Bucky Moore

No. 25, 23, 43
- Position: Halfback

Personal information
- Born: May 5, 1905 McComb, Mississippi, U.S.
- Died: December 18, 1980 (aged 75) McComb, Mississippi, U.S.
- Listed height: 5 ft 11 in (1.80 m)
- Listed weight: 185 lb (84 kg)

Career information
- College: Loyola–New Orleans (1925–1928)

Career history
- Memphis Tigers (1929); Chicago Cardinals (1932); Pittsburgh Pirates (1933); Louisville Bourbons (1934);
- Stats at Pro Football Reference

= Bucky Moore =

American football player (1905–1980)

William Elton "Bucky" Moore (May 5, 1905 – December 18, 1980) was an American professional football player who played two seasons in the National Football League (NFL) with the Chicago Cardinals and Pittsburgh Pirates. He played college football at Loyola College of New Orleans. Moore was nicknamed "the Dixie Flyer".

==Early life==
William Elton Moore was born on May 5, 1905, in McComb, Mississippi. He attended McComb High School in McComb and Poplarville High School in Poplarville, Mississippi.

==College career==
Moore played college football for the Loyola Wolf Pack of Loyola College of New Orleans. He was on the freshman team in 1925 and was a three-year letterman from 1926 to 1928. In 1926, he rushed for 1,131 yards, breaking the single season national record previously held by Red Grange. The 1926 Wolf Pack outscored their opponents 355 to 30 and had a perfect 10–0 record. Moore was injured for most of the 1927 season. In 1928, he had a 93-yard run against Spring Hill and a 98-yard run against Ole Miss. He was inducted into the Loyola Wolf Pack Hall of Fame in 1964, the Mississippi Sports Hall of Fame in 1965, and the Greater New Orleans Sports Hall of Fame in 1979.

==Professional career==
Moore played for the semi-professional Memphis Tigers in 1929. On December 15, 1929, he scored a receiving touchdown in a 20–6 exhibition game victory over the 1929 Green Bay Packers, who were 12–0–1 during the 1929 NFL season. Moore also scored a receiving touchdown in a 16–6 Tigers' victory over the Chicago Bears.
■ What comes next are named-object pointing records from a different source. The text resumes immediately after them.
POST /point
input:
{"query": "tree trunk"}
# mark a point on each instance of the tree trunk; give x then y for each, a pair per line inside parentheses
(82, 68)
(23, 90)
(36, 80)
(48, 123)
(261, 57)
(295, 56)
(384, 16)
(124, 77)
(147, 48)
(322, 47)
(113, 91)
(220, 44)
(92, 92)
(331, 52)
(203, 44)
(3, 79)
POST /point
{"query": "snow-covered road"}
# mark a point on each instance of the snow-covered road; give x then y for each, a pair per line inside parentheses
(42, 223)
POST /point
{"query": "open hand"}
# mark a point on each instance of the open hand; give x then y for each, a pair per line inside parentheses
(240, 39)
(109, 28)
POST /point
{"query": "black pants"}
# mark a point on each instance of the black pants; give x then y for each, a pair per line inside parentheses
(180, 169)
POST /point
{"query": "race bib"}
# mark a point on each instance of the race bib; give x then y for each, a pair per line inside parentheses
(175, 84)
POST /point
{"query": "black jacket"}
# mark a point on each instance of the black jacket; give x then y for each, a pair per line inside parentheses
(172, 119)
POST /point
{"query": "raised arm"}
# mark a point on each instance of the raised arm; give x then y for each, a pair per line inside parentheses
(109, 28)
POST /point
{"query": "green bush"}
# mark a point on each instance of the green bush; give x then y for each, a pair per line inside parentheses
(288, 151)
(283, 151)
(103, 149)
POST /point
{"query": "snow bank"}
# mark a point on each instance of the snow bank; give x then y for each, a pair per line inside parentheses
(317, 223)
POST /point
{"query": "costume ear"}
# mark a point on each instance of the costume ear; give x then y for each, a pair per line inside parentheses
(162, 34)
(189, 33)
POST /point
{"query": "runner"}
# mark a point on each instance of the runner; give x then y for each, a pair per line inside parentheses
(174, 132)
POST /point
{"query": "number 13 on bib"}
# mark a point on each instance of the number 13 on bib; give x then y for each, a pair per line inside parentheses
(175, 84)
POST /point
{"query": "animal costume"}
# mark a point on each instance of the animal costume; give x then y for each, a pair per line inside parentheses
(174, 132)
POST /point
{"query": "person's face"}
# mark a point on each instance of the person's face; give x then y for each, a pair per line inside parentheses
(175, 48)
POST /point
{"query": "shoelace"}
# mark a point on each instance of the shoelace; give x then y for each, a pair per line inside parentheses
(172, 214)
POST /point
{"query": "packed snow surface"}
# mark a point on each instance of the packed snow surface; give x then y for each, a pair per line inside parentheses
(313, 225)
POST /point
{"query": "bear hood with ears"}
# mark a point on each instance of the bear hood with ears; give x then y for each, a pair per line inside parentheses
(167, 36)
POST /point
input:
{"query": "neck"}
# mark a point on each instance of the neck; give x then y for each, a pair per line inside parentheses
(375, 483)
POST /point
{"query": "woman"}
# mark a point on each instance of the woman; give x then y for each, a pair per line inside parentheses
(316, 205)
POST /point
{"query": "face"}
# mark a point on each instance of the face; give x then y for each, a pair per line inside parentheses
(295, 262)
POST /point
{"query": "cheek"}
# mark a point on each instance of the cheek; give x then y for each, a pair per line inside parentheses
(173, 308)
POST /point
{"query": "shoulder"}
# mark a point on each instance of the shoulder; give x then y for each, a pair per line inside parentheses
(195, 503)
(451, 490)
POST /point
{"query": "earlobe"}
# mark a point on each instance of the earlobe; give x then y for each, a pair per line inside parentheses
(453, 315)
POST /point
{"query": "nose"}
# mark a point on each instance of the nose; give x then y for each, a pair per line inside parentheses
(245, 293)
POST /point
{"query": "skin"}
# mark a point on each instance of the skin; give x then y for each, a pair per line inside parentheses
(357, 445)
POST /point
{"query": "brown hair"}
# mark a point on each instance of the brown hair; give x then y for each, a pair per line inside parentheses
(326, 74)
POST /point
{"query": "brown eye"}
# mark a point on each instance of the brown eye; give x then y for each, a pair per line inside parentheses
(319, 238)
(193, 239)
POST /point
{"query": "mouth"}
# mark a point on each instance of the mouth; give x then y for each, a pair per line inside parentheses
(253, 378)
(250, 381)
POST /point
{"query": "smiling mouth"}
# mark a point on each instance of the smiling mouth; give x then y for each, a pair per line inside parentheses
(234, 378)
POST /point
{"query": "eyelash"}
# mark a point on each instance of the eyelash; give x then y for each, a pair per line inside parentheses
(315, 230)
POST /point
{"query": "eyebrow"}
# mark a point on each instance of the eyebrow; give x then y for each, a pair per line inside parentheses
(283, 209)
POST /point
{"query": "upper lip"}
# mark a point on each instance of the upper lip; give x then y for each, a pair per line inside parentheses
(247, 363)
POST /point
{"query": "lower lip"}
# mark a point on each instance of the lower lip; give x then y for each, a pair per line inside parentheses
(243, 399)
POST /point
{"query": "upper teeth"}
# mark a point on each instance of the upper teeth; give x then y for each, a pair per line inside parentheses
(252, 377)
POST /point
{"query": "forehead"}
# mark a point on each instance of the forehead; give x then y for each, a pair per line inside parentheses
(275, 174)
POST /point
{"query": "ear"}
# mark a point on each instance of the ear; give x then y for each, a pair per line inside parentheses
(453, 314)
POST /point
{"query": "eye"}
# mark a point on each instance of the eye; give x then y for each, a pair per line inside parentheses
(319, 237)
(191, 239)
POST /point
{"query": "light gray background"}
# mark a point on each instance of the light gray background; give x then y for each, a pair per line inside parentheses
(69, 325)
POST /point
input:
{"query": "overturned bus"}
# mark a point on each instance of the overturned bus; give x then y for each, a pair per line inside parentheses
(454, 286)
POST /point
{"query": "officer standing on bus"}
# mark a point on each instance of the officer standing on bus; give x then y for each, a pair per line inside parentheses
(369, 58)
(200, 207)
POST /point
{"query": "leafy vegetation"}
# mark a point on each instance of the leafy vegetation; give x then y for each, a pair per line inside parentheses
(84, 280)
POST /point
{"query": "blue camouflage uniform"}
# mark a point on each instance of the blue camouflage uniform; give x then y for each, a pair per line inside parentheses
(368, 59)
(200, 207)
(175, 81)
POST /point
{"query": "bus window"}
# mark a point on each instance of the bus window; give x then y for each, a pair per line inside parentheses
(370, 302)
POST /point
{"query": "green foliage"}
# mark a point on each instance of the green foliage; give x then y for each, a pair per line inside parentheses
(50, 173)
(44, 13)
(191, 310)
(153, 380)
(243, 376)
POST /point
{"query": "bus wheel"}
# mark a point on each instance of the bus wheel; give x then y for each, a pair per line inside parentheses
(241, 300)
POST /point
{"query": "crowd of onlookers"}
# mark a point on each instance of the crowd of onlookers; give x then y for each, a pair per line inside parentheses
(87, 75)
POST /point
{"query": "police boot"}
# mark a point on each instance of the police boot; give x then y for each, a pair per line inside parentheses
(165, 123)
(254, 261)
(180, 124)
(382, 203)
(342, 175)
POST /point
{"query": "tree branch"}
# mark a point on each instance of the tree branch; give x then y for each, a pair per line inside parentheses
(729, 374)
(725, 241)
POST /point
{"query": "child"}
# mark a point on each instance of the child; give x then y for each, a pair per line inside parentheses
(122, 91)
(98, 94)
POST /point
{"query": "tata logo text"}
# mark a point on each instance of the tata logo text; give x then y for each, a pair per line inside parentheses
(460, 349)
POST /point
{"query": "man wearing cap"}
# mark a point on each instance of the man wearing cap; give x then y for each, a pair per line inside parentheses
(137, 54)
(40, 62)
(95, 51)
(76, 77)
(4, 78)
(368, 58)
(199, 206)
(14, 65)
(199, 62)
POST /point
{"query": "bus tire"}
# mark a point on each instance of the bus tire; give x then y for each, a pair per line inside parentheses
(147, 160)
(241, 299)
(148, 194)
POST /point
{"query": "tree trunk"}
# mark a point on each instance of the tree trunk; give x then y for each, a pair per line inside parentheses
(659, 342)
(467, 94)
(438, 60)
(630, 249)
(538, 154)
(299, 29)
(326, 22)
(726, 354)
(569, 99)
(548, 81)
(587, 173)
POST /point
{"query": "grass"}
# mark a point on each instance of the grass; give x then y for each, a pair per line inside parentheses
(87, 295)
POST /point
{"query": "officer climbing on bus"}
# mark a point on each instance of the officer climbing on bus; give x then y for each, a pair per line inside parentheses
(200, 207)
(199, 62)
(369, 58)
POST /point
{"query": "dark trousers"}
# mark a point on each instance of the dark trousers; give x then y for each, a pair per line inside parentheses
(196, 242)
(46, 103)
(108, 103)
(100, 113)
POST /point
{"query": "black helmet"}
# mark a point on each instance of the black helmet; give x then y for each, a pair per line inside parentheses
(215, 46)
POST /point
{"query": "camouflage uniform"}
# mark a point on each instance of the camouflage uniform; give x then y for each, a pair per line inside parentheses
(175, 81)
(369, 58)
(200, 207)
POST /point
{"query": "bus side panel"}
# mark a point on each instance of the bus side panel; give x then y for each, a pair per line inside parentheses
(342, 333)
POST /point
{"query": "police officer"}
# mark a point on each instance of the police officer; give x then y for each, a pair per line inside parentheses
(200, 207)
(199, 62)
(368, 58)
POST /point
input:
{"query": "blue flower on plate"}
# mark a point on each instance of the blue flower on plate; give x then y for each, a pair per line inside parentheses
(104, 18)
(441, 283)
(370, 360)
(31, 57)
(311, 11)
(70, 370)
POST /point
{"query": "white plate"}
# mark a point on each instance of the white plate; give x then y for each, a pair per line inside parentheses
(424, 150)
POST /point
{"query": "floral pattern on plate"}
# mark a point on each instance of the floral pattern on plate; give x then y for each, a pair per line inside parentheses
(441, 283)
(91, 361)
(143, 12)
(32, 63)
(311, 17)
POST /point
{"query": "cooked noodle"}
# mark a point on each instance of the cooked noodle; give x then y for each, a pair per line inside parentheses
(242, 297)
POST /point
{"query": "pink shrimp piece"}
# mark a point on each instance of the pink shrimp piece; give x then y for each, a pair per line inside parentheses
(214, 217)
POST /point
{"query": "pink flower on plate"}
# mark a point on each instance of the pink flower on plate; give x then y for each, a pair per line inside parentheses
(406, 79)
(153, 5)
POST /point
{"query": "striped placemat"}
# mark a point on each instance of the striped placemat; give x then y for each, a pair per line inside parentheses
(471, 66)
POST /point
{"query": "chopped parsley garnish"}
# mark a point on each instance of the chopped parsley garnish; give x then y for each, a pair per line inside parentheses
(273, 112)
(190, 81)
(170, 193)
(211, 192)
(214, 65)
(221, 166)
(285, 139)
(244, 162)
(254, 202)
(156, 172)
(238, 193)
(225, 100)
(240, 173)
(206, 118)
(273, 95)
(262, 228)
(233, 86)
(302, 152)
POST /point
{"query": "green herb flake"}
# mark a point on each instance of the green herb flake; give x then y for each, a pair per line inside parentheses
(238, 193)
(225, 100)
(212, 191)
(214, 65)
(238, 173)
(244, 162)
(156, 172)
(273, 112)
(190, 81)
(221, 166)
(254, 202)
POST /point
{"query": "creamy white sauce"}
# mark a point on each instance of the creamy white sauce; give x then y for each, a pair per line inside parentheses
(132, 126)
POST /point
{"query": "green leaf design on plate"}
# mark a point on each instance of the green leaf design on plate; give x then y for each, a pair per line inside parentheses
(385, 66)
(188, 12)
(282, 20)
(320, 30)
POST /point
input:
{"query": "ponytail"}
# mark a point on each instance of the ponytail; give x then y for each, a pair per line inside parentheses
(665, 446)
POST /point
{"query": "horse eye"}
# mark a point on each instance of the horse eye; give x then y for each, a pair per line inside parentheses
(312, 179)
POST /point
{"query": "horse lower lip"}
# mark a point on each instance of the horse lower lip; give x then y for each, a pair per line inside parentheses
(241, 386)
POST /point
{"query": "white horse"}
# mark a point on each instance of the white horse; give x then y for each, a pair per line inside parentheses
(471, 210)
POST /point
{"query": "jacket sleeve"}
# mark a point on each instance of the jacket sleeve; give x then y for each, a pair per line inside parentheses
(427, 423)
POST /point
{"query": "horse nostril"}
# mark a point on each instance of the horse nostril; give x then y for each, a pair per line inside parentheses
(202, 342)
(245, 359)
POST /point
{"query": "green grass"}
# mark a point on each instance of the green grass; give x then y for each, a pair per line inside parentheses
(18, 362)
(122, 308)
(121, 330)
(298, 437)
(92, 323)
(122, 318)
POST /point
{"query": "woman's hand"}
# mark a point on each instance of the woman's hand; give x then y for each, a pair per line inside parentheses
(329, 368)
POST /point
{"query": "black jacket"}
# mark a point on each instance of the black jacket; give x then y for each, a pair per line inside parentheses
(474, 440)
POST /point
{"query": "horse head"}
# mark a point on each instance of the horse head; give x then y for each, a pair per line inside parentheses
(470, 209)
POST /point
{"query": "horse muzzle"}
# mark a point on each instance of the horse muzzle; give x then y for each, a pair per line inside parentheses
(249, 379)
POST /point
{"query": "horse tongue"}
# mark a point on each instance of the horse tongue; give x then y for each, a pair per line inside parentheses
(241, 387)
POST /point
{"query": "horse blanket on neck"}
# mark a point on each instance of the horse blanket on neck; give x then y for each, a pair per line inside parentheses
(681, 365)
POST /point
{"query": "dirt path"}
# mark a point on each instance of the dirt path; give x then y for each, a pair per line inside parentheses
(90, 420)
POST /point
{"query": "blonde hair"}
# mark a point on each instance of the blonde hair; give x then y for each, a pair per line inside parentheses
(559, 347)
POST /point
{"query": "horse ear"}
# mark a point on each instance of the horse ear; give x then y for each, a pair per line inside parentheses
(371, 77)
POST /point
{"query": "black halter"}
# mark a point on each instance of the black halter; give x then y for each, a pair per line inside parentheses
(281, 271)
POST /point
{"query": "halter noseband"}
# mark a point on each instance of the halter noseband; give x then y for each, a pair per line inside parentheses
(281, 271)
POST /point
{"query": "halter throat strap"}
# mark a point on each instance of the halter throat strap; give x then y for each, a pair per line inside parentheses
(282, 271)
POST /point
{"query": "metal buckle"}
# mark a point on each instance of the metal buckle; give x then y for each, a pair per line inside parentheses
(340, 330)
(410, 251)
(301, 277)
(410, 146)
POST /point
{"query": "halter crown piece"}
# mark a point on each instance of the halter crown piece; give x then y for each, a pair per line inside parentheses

Moore signed with the Chicago Cardinals of the National Football League in 1932. He played in four games, all starts, for the Cardinals during the 1932 season, rushing 21 times for 42	yards and one touchdown while also catching two passes for eight yards. He became a free agent after the season.

Moore was signed by the Pittsburgh Pirates of the NFL in 1933. He appeared in five games, starting three, for the Pirates during the team's inaugural 1933 season, recording 16 carries for 42 yards. He was released in 1933.

Moore played in four games, starting three, for the Louisville Bourbons of the American Football League in 1934, scoring one rushing touchdown and one passing touchdown.

==Personal life==
Moore was nicknamed "the Dixie Flyer" during his football career. At one point, he was so popular that Elmer Chocolate based out of New Orleans, Louisiana named a candy bar after him, called "Dixie's Best". He died on December 18, 1980, in McComb, Mississippi.